First demonstrated in Bold Alligator 2012, the Osprey can land and operate off of a T-AKE supply ship.

Now this capability has been demonstrated in the Pacific.

U.S. Marine Corps MV-22B Osprey pilots conducted the first external lift of a Humvee from the USNS Sacagawea April 11 during exercise Freedom Banner 2013 at Subic Bay, Philippines.


U.S. Marines, sailors and civilians aboard the Sacagawea watched as the Osprey lifted the Humvee for the first time off the ship in order to demonstrate its capabilities and plan future lift operations from ship to shore.


The Osprey pilots, with Marine Medium Tiltrotor Squadron 265, Marine Aircraft Group 36, 1st Marine Aircraft Wing, III Marine Expeditionary Force conducted the lift with landing support specialists with Combat Logistics Regiment 37, 3rd Marine Logistics Group, III MEF. 


“I thought my guys did phenomenally considering the pressure was on as this was the first lift from the Sacagawea,” said U.S. Marine Sgt. Robert D. Gallini, a landing support specialist with the regiment. “Today, we demonstrated exactly what we set to do. 

The Osprey is capable of making external lifts from the ship. In the future, if something was needed on shore, this provides for a much more expedient and expeditionary delivery.”


Landing support specialists back away after connecting a Humvee to a U.S. Marine Corps MV-22B Osprey during external lift training at Subic Bay, Philippines, during exercise Freedom Banner 2013. The training was the first time an Osprey has conducted an external lift with the Sacagawea. (U.S. Marine Corps photo by Pfc. Kasey Peacock/Released) 

The Osprey pilots and landing specialist worked closely together throughout the week in preparation for the lift. 

It is extremely important that the communication between the air and ground is locked on when conducting lifts, according to U.S. Marine Capt. Kaho Ng, an Osprey pilot with the squadron.

“Our lift capabilities are only as good as the Marines on the ground attaching the equipment,” said Ng. “Today’s lift went well because the communication between the air and ground was locked on.”

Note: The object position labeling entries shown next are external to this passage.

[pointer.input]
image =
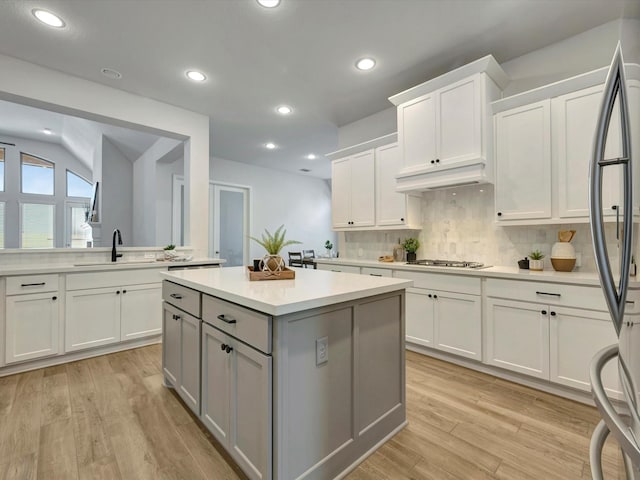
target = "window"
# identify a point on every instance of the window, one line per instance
(37, 175)
(1, 224)
(78, 186)
(37, 222)
(2, 171)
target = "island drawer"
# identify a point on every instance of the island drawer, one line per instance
(253, 328)
(32, 284)
(184, 298)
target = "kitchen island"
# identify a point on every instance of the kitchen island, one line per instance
(297, 378)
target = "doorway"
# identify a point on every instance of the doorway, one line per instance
(229, 225)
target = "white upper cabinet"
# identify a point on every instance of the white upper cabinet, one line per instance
(544, 145)
(363, 189)
(444, 128)
(523, 166)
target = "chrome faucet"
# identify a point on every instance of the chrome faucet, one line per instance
(114, 254)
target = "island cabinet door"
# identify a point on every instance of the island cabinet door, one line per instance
(216, 383)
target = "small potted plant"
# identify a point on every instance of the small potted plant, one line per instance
(411, 246)
(272, 261)
(329, 246)
(536, 262)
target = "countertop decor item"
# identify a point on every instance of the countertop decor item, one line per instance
(563, 255)
(272, 262)
(411, 246)
(536, 262)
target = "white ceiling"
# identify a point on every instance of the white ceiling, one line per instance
(301, 54)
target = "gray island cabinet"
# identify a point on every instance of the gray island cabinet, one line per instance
(297, 379)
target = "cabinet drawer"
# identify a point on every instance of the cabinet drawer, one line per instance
(581, 296)
(376, 272)
(32, 284)
(251, 327)
(81, 281)
(182, 297)
(436, 281)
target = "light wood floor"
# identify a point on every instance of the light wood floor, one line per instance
(110, 417)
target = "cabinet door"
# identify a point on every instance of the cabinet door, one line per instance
(419, 317)
(141, 311)
(341, 193)
(523, 162)
(31, 326)
(576, 336)
(391, 206)
(417, 132)
(92, 318)
(458, 324)
(574, 122)
(517, 336)
(216, 383)
(189, 379)
(170, 345)
(251, 411)
(363, 196)
(459, 122)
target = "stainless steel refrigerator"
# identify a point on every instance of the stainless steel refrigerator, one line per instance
(622, 421)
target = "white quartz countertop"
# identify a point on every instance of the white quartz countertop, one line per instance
(548, 275)
(97, 266)
(310, 289)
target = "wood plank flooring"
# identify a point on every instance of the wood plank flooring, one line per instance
(110, 418)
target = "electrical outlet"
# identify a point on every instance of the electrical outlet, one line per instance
(322, 350)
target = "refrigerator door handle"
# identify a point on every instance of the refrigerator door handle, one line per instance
(618, 428)
(614, 86)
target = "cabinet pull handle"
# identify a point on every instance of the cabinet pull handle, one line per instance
(225, 319)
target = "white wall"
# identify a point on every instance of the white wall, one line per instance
(64, 93)
(302, 204)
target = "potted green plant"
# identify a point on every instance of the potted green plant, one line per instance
(536, 262)
(329, 246)
(273, 244)
(411, 246)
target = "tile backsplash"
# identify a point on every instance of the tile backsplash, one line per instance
(459, 224)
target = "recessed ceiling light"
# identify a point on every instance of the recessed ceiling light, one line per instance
(196, 76)
(284, 110)
(269, 3)
(48, 18)
(365, 64)
(111, 73)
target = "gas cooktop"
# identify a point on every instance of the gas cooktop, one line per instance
(448, 263)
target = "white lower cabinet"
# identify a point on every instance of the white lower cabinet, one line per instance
(236, 400)
(32, 325)
(517, 337)
(181, 354)
(100, 316)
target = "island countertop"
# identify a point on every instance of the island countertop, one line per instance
(310, 288)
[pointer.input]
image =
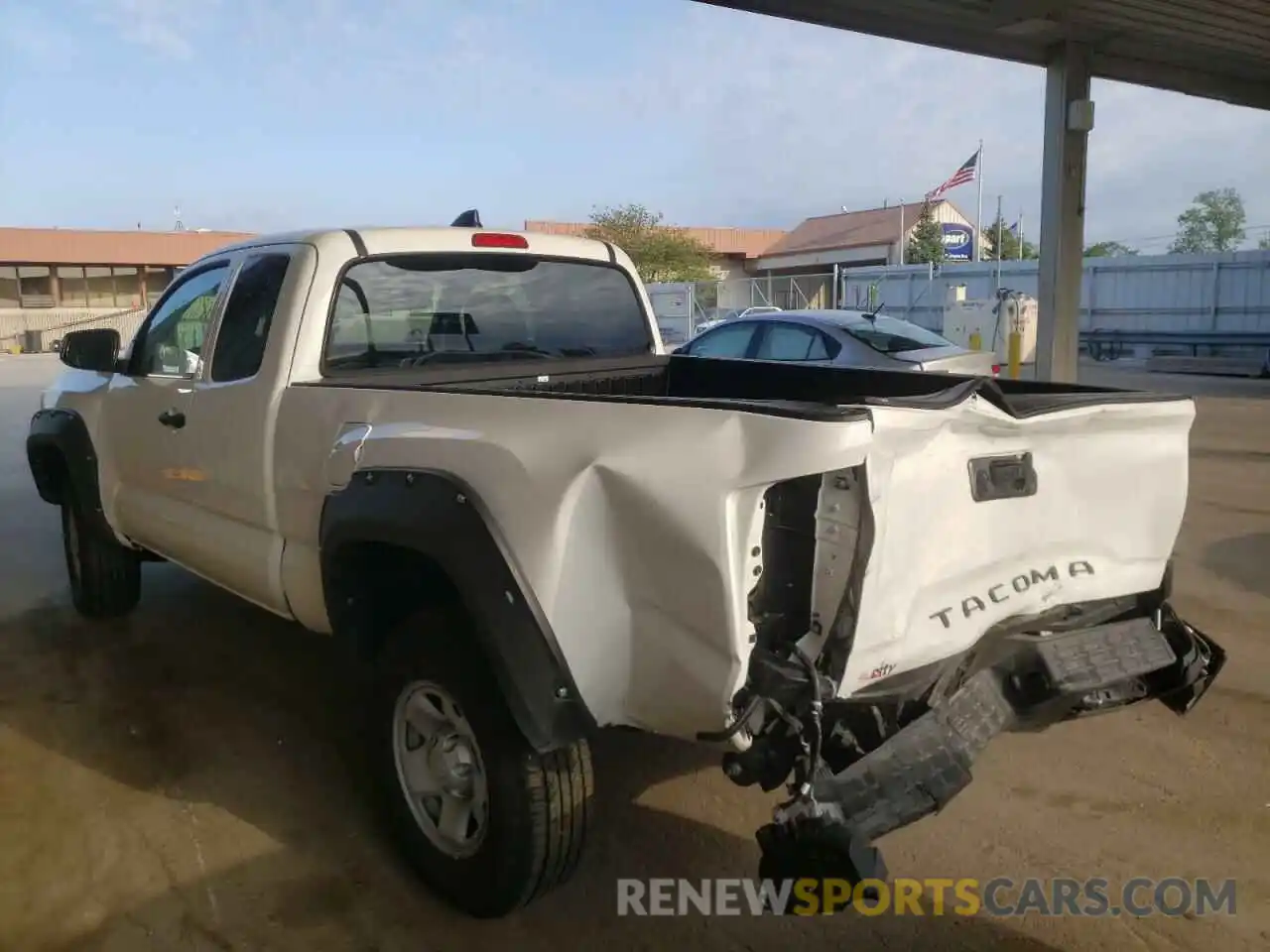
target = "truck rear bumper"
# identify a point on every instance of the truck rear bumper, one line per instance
(1042, 680)
(1034, 683)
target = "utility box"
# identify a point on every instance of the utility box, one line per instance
(985, 324)
(672, 306)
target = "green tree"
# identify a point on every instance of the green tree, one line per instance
(1109, 249)
(659, 252)
(1213, 223)
(1010, 241)
(926, 244)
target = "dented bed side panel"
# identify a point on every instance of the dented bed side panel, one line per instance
(1100, 520)
(636, 525)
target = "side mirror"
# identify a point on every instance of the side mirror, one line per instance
(91, 349)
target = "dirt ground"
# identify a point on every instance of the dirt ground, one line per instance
(187, 779)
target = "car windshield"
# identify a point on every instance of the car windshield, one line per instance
(892, 335)
(480, 307)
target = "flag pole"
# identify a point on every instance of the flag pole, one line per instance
(902, 231)
(978, 223)
(1001, 225)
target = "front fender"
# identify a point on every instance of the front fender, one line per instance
(63, 461)
(440, 517)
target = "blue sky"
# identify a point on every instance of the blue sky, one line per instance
(266, 114)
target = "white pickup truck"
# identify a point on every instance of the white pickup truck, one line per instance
(465, 454)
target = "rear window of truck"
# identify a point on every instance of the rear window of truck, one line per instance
(425, 309)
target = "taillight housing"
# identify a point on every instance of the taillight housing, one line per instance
(497, 239)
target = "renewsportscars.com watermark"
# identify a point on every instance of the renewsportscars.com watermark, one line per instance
(1001, 896)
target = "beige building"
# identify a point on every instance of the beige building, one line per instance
(53, 280)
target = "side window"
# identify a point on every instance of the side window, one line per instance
(792, 341)
(248, 316)
(731, 340)
(172, 343)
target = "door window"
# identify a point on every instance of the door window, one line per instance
(248, 316)
(172, 341)
(792, 341)
(730, 340)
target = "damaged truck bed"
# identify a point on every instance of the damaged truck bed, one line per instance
(465, 456)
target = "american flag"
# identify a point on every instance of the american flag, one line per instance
(959, 178)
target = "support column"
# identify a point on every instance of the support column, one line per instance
(1062, 213)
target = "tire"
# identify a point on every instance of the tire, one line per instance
(538, 806)
(104, 576)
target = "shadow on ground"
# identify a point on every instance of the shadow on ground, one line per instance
(204, 699)
(1242, 560)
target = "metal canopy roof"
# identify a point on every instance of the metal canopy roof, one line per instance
(1213, 49)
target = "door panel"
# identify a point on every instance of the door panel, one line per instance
(236, 540)
(149, 458)
(148, 414)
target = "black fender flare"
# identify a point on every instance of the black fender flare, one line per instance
(437, 516)
(60, 451)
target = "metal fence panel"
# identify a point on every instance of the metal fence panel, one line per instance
(1175, 294)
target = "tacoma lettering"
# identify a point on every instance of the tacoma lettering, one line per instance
(1020, 584)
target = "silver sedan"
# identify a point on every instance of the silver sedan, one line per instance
(839, 339)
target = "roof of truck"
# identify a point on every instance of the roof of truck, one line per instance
(362, 241)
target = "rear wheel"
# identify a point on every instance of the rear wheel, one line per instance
(104, 576)
(489, 823)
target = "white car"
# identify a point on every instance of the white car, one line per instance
(462, 454)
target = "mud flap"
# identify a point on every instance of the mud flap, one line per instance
(824, 849)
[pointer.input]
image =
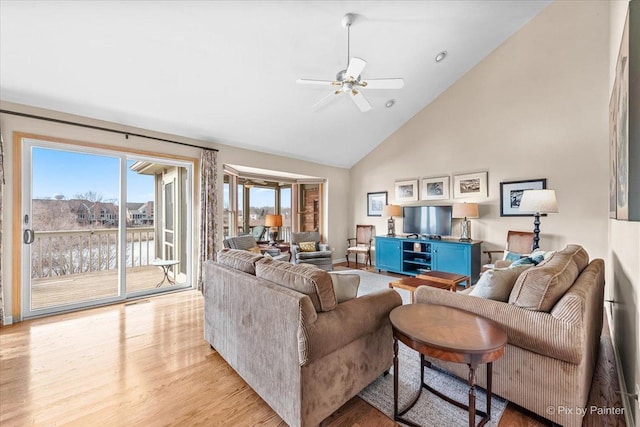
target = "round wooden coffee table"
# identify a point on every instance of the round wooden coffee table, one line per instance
(448, 334)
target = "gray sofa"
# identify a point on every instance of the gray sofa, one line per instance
(305, 350)
(553, 320)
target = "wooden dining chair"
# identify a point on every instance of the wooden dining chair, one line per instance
(361, 244)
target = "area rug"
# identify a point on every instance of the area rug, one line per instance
(430, 410)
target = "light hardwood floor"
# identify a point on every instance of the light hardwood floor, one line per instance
(147, 363)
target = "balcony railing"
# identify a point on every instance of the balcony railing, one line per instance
(58, 253)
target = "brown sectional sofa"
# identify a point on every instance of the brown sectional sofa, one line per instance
(282, 328)
(553, 320)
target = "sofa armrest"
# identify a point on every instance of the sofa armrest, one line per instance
(557, 335)
(349, 321)
(502, 263)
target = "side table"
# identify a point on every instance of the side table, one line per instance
(451, 279)
(449, 334)
(166, 264)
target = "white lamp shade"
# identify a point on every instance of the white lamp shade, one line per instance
(465, 210)
(392, 210)
(273, 221)
(542, 201)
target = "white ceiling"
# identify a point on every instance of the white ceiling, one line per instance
(225, 71)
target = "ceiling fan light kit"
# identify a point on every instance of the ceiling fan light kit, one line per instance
(440, 57)
(349, 81)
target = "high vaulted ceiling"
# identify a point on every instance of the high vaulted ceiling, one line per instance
(225, 71)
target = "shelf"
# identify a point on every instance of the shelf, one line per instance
(417, 262)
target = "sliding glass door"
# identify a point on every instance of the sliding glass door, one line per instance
(91, 233)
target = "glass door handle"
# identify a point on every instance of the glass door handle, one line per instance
(28, 236)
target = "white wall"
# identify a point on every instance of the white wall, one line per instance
(537, 107)
(336, 224)
(624, 252)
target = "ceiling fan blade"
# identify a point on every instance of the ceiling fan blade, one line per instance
(360, 101)
(315, 82)
(383, 84)
(356, 65)
(324, 101)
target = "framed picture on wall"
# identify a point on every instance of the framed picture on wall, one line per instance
(470, 185)
(435, 188)
(375, 202)
(406, 191)
(511, 195)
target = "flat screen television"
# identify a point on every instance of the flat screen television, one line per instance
(430, 221)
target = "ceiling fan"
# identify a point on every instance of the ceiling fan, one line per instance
(349, 82)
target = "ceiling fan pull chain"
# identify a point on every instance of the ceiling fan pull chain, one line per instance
(348, 43)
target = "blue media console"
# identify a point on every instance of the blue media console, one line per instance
(412, 256)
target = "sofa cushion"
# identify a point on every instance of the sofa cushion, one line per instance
(315, 254)
(239, 259)
(497, 284)
(304, 278)
(308, 246)
(540, 287)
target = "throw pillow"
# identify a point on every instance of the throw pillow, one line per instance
(304, 278)
(497, 284)
(528, 260)
(540, 287)
(511, 256)
(307, 246)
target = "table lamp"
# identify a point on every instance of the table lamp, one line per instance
(465, 211)
(540, 202)
(391, 211)
(273, 222)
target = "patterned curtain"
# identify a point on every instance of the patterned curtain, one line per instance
(209, 209)
(1, 188)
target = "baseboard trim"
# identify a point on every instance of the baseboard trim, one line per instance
(624, 396)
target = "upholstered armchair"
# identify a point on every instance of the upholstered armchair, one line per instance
(361, 244)
(306, 248)
(248, 243)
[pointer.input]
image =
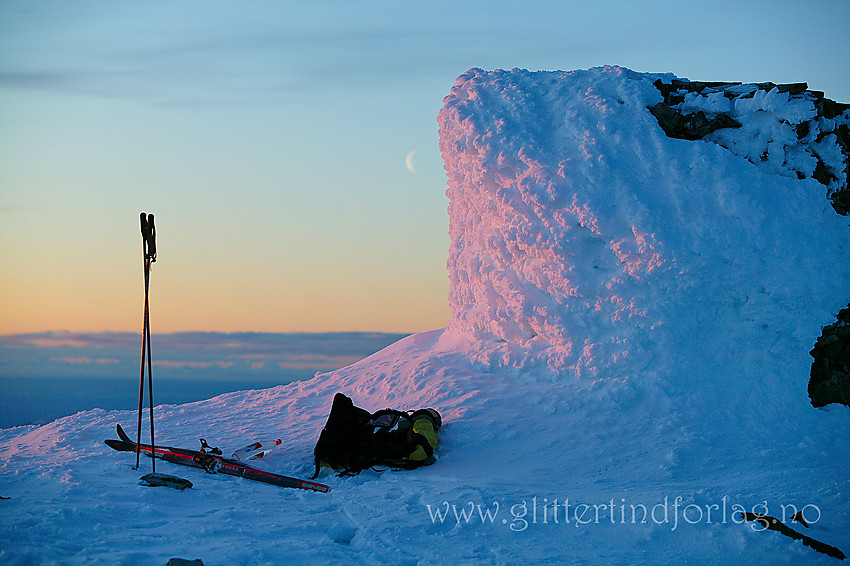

Maritime resupply and reinforcement from ship to shore via aircraft is an expedient way to deliver supplies and equipment as well as help accomplish our mission in the Asia-Pacific region, explained Maj. Robert G. Barber, the maritime prepositioning force officer with Marine Forces Pacific. 

“As Marines we are expeditionary,” said Barber. “It is important that we have capabilities like this to be able to rapidly respond to any situation that would require military assistance.”


The Sacagawea is one of two T-AKE vessels that were incorporated into the joint Marine Corps-Navy Maritime Prepositioning Force at FB13. 

The integration of these vessels provides combatant commanders with the capability to selectively offload a variety of equipment and tailored sustainment packages to support the Marine Air-Ground Task Force both afloat and ashore. 

During exercise, the MV-22 moved both internal and external cargo during to support the MAGTF. More 31,000 rounds of .50 cal ammunition were transported and for the first time, an external sling load of a Humvee from a T-AKE vessel.